Zeitliche Dynamik mehrerer Netzwerkmaße während des Übergangs von der prä-iktalen zu der iktalen und post-iktalen Phase. Die DOL- und ACC-Werte waren während des Anfalls höher, mit einer Abnahme von APL und MOD, was auf eine Zunahme der Gesamtkonnektivität hindeutet. Es gibt ein Ungleichgewicht der Konnektivität sowohl während der interiktalen als auch der iktalen Periode, mit geringerer ipsilateraler Konnektivität, wie die geringere Dichte der Linien im linken FOE im Vergleich zur Dichte der Linien im rechten FOE zeigt.
Die letzte Abbildung zeigt rohe EEG-Signale im entsprechenden Verbindungsmuster zwischen den Elektroden.

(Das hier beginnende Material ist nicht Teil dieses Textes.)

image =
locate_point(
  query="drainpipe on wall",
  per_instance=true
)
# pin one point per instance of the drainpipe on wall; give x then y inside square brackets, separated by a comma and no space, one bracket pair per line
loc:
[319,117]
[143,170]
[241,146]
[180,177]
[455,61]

Meistens kommt es zu einer Abnahme der mesialen Konnektivität ipsilateral zur Anfallsseite, der linken. Diese untere ipsilaterale Konnektivität besteht sowohl während des präiktalen Stadiums als auch während des Anfalls.

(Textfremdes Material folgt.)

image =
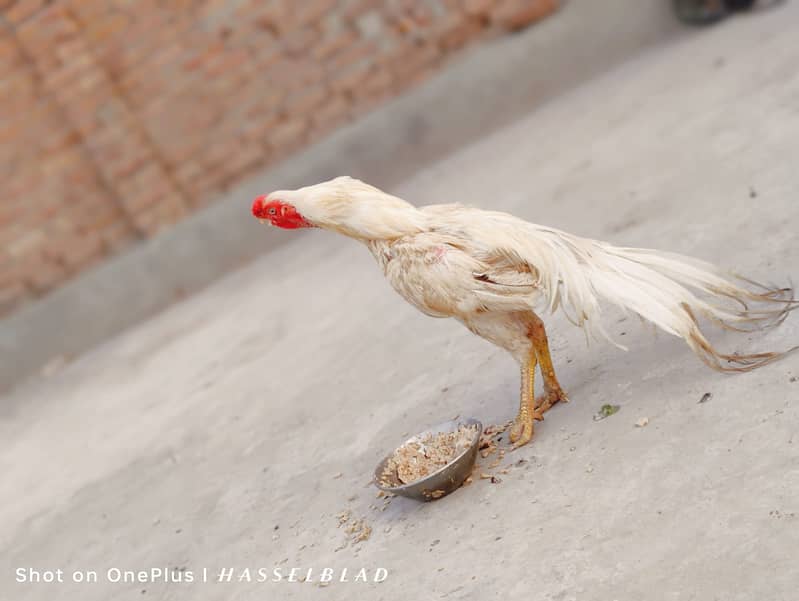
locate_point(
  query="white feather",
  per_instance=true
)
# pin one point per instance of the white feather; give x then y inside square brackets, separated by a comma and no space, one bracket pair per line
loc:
[488,268]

Eine dramatische Zunahme der Gesamtkonnektivität während und nach dem Anfall ist sowohl in der Anzahl der Verbindungen als auch in deren Dicke deutlich erkennbar. Die Konnektivität nimmt in der post-iktalen Phase allmählich ab. Um dieses Verfahren ordnungsgemäß durchzuführen, ist ein gut ausgebildetes interdisziplinäres Team erforderlich, das eine flüssige und informative Kommunikation zwischen ihnen ermöglicht.
Ist das die Art und Weise, wie jeder die Bedürfnisse und Wünsche des anderen kennt? Beim Versuch dieses Verfahrens ist es wichtig, sich an die heuristische Eigenschaft der Technik zu erinnern, die hauptsächlich zur Identifizierung der epileptischen Zone von Patienten mit einseitiger mesialer Temporallappen-Epilepsie entwickelt wurde. Im Anschluss an dieses Verfahren können weitere Methoden wie die Spektroanalyse durchgeführt werden, um zusätzliche Fragen zu beantworten, z. B. welches Frequenzband bei Anfällen vorherrscht.

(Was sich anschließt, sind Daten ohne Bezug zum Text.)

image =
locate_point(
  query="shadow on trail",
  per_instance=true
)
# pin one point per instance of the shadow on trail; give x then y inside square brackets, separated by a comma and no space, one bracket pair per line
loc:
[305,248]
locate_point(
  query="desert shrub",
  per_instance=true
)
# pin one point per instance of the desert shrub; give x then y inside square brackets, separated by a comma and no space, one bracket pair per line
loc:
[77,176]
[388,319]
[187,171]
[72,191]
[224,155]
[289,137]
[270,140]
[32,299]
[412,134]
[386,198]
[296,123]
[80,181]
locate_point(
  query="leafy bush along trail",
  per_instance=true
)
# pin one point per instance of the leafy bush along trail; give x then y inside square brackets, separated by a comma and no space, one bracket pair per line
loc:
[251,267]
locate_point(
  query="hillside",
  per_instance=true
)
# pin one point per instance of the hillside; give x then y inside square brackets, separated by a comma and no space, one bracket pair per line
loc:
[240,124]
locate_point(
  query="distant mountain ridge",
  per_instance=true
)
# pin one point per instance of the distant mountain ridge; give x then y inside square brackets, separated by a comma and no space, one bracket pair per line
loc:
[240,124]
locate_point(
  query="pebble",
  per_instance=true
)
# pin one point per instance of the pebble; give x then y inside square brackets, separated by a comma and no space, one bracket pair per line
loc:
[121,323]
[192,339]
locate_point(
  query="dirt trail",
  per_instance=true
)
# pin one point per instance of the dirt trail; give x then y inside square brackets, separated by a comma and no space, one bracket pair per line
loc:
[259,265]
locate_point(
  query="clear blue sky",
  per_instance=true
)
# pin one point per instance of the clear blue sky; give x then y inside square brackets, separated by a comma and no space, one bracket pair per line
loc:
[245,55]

Die Verwendung sowohl der Netzwerktheorie als auch der Foramen ovale Elektroden ermöglicht eine schnelle und robuste Analyse des Konnektivitätsungleichgewichts in den mesialen Bereichen von Patienten mit Temporallappen-Epilepsie. Nachdem Sie sich dieses Video angesehen haben, sollten Sie ein gutes Verständnis dafür haben, wie Sie die Implantation der Foramen ovale Elektrode erfolgreich durchführen und eine Netzwerkanalyse der kortikalen Aktivität durchführen können. Vergessen Sie nicht, dass die Implantation von FOE-Implantaten extrem schwierig werden kann und dass bei der Durchführung dieses Eingriffs eine präzise fluoroskopische Führung und eine gute postoperative Bewertung der Elektrodenplatzierungen durchgeführt werden sollten.